No começo das visões de Santa Catarina, narra o Beato Raimundo de Cápua, Nosso Senhor apareceu enquanto ela rezava, e lhe disse: “Minha filha, sabes o que és e o que sou? Bendita serás se conheceres duas coisas: tu és aquela que não é, e Eu sou aquele que sou”.

Este episódio nos apresenta, segundo pensamos, a característica do dom que o Espírito Santo infundiu em nossa santa religiosa: o Dom da Inteligência.

Existem quatro dons intelectuais: Ciência, Sabedoria, Conselho e Inteligência.

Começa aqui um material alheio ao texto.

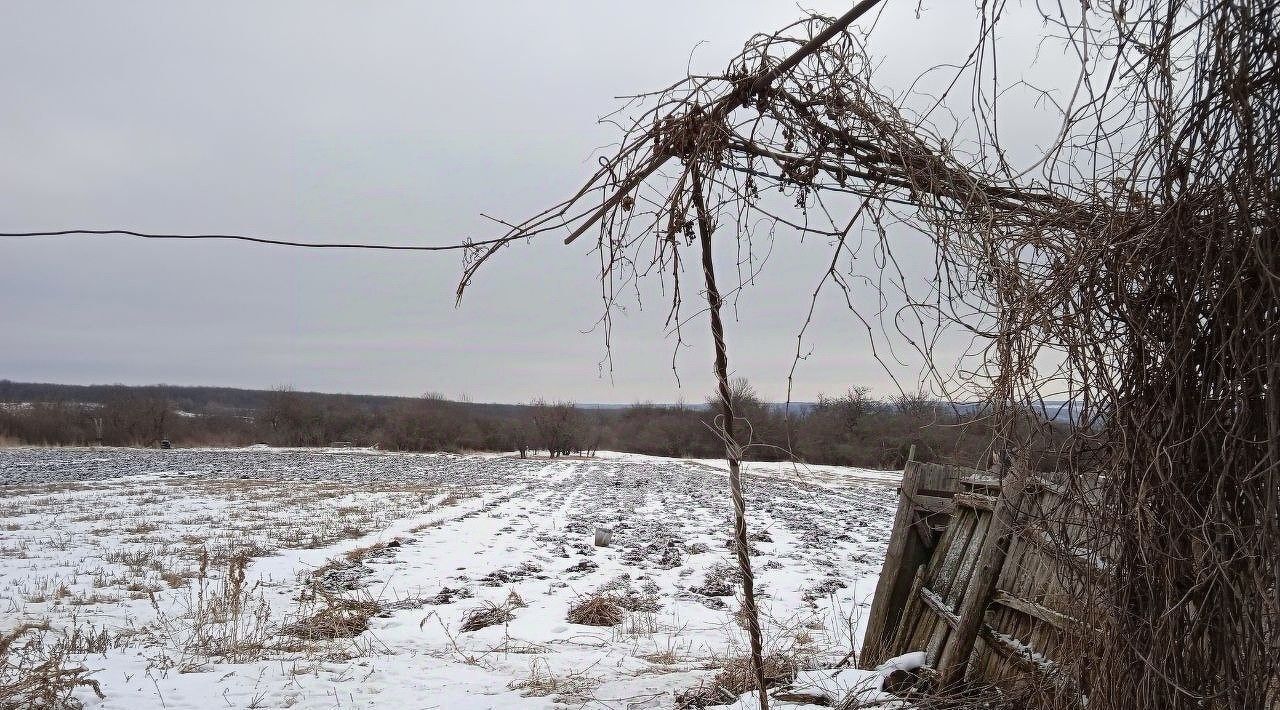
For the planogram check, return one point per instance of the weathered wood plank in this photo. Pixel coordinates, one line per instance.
(1033, 609)
(974, 500)
(973, 607)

Os três primeiros aparecem em nós sob o aspecto de um verdadeiro trabalho do espírito humano, como é o raciocínio; o Dom de Inteligência, por sua vez, apresenta-se como uma simples intuição, como uma visão da alma que penetra as aparências; sob a letra ou sob os símbolos, revela o pensamento latente de todas as coisas 1.

Escreveu Bossuet: “A alma, prescindindo do raciocínio, serve-se de uma doce contemplação que a mantém pacífica, atenta e suscetível às operações e impressões divinas que o Espírito Santo lhe comunica; a alma faz pouco, mas recebe muito. Seu trabalho é suave e, no entanto, muito frutuoso”. Que trabalho é esse? — “Uma mirada simples, um olhar atento e amoroso para algum objeto divino”.

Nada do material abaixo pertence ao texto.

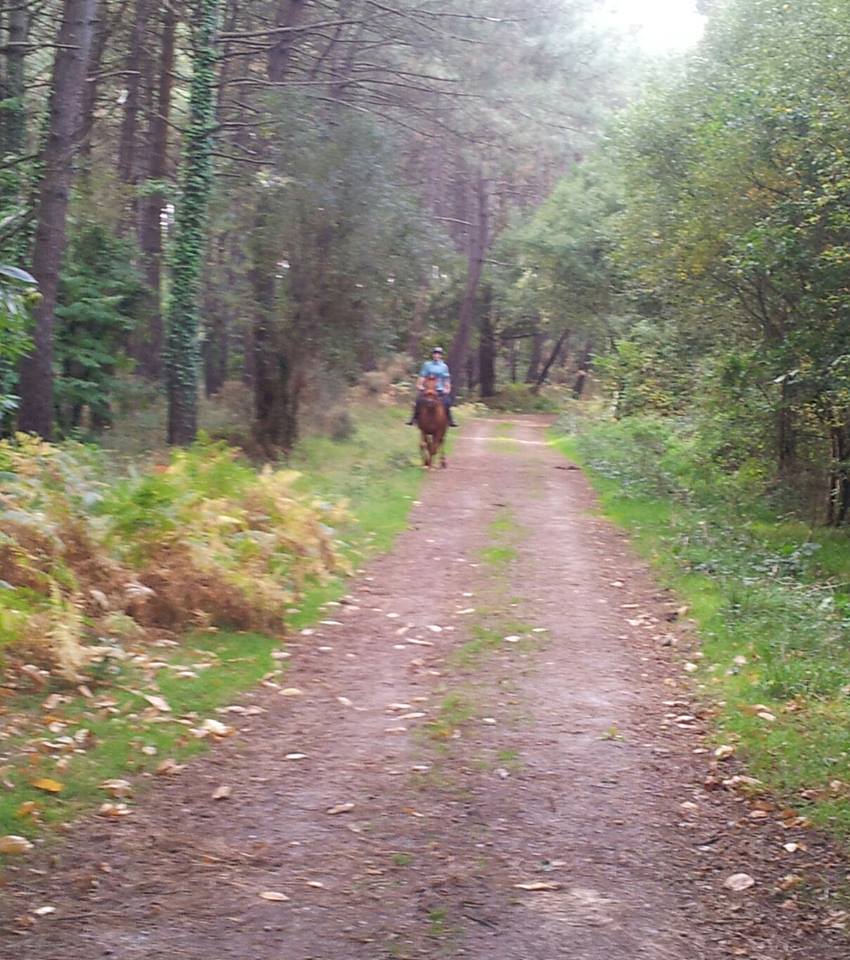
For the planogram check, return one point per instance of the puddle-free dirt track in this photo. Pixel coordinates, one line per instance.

Eis a razão, sem dúvida, pela qual Deus quis escolher em nossa Ordem uma santa e não um santo para personificar de modo especialíssimo — ainda que de forma alguma exclusivo — o Dom de Inteligência. Aos homens, em que o vigor do raciocínio é a nota intelectual predominante, couberam os dons relacionados com a razão: o dom de Ciência em São Domingo, o de Sabedoria em Santo Tomás e o de Conselho em Santo Antonino. Coube a uma mulher, cuja natureza é mais intuitiva, espontânea e instintiva, o Dom em que mais se sobressaem o instinto e o sentimento: porque, se os silogismos se demonstram, “os princípios se sentem…”

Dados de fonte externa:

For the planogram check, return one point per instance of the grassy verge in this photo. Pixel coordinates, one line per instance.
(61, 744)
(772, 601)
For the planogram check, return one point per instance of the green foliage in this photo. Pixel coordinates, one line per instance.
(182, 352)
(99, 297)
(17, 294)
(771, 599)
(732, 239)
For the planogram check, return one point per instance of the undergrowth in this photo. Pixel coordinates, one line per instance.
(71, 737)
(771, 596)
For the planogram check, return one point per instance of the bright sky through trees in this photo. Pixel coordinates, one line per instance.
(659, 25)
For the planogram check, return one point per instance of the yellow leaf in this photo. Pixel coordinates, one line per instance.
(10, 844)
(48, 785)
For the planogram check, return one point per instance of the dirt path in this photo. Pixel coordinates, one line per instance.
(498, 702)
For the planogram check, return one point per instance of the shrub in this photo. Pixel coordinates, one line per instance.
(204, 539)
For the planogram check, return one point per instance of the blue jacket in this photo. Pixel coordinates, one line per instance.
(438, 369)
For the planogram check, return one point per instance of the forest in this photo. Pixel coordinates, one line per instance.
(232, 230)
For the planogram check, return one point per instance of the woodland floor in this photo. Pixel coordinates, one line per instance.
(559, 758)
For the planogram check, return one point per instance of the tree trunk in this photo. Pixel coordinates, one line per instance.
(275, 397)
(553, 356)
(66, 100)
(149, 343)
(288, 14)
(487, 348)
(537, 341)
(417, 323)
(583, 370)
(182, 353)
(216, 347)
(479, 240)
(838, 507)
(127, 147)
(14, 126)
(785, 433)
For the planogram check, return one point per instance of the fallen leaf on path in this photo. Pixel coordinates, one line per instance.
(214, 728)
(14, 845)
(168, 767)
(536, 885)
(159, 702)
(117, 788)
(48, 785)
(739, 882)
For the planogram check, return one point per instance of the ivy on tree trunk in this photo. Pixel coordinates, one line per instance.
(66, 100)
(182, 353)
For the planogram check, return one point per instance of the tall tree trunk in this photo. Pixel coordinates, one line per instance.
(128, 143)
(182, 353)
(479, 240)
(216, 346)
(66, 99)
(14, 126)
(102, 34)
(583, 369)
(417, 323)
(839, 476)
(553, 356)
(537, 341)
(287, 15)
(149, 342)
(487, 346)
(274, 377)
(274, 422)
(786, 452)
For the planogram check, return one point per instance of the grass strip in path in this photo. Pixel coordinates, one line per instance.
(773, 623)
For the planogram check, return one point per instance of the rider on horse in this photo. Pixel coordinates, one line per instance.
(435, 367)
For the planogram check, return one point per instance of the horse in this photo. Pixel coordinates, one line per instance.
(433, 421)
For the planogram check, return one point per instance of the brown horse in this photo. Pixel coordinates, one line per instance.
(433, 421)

É certo que a natureza não poderia por si só conhecer intuitivamente a Verdade de Deus, princípio dos princípios, que definiu a si próprio a Moisés: Eu sou o que sou 2. Porém, já que o Soberano Senhor se gloria em aperfeiçoar a natureza — sem dúvida para que melhor ressalte pelo contraste o brilho de seus dons gratuitos — que inconveniente haveria em que Ele se revelasse a uma santa, acomodando-se às condições de seu sexo, isto é, como um princípio cuja verdade pede para ser mais sentida que conhecida, como “um Deus sensível ao coração”? 3

Minha filha, tu és aquela que não é, e Eu sou aquele que sou”. Para que longos discursos? A palavra de Cristo traz consigo a demonstração: é concisa e luminosa como um primeiro princípio; dir-se-ia que era uma daquelas sentenças saídas dos lábios do Mestre divino que enchem os Evangelhos.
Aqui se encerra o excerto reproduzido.